出穂時期が異なるススキ・オギ混生域において両種の交雑に果たす攪乱の役割

*小路敦(農研機構・北海道農研), 山下浩(農研機構・九州沖縄農研), 眞田康治(農研機構・北海道農研), 田村健一(農研機構・北海道農研), 上床修弘(農研機構・九州沖縄農研), 奥村健治(農研機構・北海道農研), 我有満(農研機構・九州沖縄農研, 現在:農研機構・中央農研)

【背景および目的】
ススキとその近縁種であるオギは、比較的容易に自然交雑するため、それらの自然交雑種である「オギススキ」の存在が、西日本を中心にこれまでにも報告されている。これらのうち、高性かつ多収の系統である「ジャイアントミスカンサス」は、欧米を中心に、バイオマス資源作物として有望視されている。一方、西日本の高標高地域や東北地方以北などでは、一般に両種の出穂時期が異なるため、自然交雑する例は少ないと考えられる。北海道の寒冷な地域においては、「ジャイアントミスカンサス」の栽培が困難であるため、耐寒性の高い両種の雑種が望まれている。そこで、ススキとオギの出穂時期が異なる高標高・高緯度地域においても、刈払い等の攪乱によって、両種の出穂が同調し、交雑が起きうるか否かを検討した。
【材料および方法】
北海道札幌市においてススキを6月下旬に刈り払い、本来8月上頃である出穂を遅延させ、オギの出穂との同調を試みた。開花直前の両種の穂を密着させて支柱に固定し、袋掛けして周囲からの花粉による交配が起きないようにした。登熟した穂を採取、無加温の室内にて保存し、次年度5月に播種、育苗した。ススキとオギの中間形態を呈する幼苗の一部を用いてフローサイトメータにより、核DNA量を測定し、ススキとオギの中間の核DNA量を有する個体を、両種の雑種と判定した。
【結果および結論】
6月下旬の刈払いにより、北海道におけるススキの出穂時期のピークを、9月のオギの出穂時期に同調させることが可能であった。

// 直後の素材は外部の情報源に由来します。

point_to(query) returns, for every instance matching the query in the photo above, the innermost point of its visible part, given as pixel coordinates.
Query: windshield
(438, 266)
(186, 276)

また、刈払いで出穂を同調させた両種を交配することで、両種の雑種作出が可能であった。これらの結果から、出穂時期の異なるススキ・オギ混生域において、本来両種は交雑しないが、刈払いなどの弱度の攪乱を通じた出穂同調により、交雑可能であることが示された。このことは、半自然生態系が有する「生態系サービス」のひとつと考えることもできよう。